Bacterial ribosomes stalled at the 3′ end of malfunctioning messenger RNAs can be rescued by transfer-messenger RNA (tmRNA)-mediated trans-translation1, 2. The SmpB protein forms a complex with the tmRNA, and the transfer-RNA-like domain (TLD) of the tmRNA then enters the A site of the ribosome. Subsequently, the TLD–SmpB module is translocated to the P site, a process that is facilitated by the elongation factor EF-G, and translation is switched to the mRNA-like domain (MLD) of the tmRNA. Accurate loading of the MLD into the mRNA path is an unusual initiation mechanism.
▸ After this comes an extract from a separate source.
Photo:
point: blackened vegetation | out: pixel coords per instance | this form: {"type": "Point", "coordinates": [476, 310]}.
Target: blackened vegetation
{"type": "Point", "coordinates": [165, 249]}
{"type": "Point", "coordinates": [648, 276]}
Despite various snapshots of different ribosome–tmRNA complexes at low to intermediate resolution3, 4, 5, 6, 7, it is unclear how the large, highly structured tmRNA is translocated and how the MLD is loaded. Here we present a cryo-electron microscopy reconstruction of a fusidic-acid-stalled ribosomal 70S–tmRNA–SmpB–EF-G complex (carrying both of the large ligands, that is, EF-G and tmRNA) at 8.3 Å resolution. This post-translocational intermediate (TIPOST) presents the TLD–SmpB module in an intrasubunit ap/P hybrid site and a tRNAfMet in an intrasubunit pe/E hybrid site. Conformational changes in the ribosome and tmRNA occur in the intersubunit space and on the solvent side. The key underlying event is a unique extra-large swivel movement of the 30S head, which is crucial for both tmRNA–SmpB translocation and MLD loading, thereby coupling translocation to MLD loading. This mechanism exemplifies the versatile, dynamic nature of the ribosome, and it shows that the conformational modes of the ribosome that normally drive canonical translation can also be used in a modified form to facilitate more complex tasks in specialized non-canonical pathways.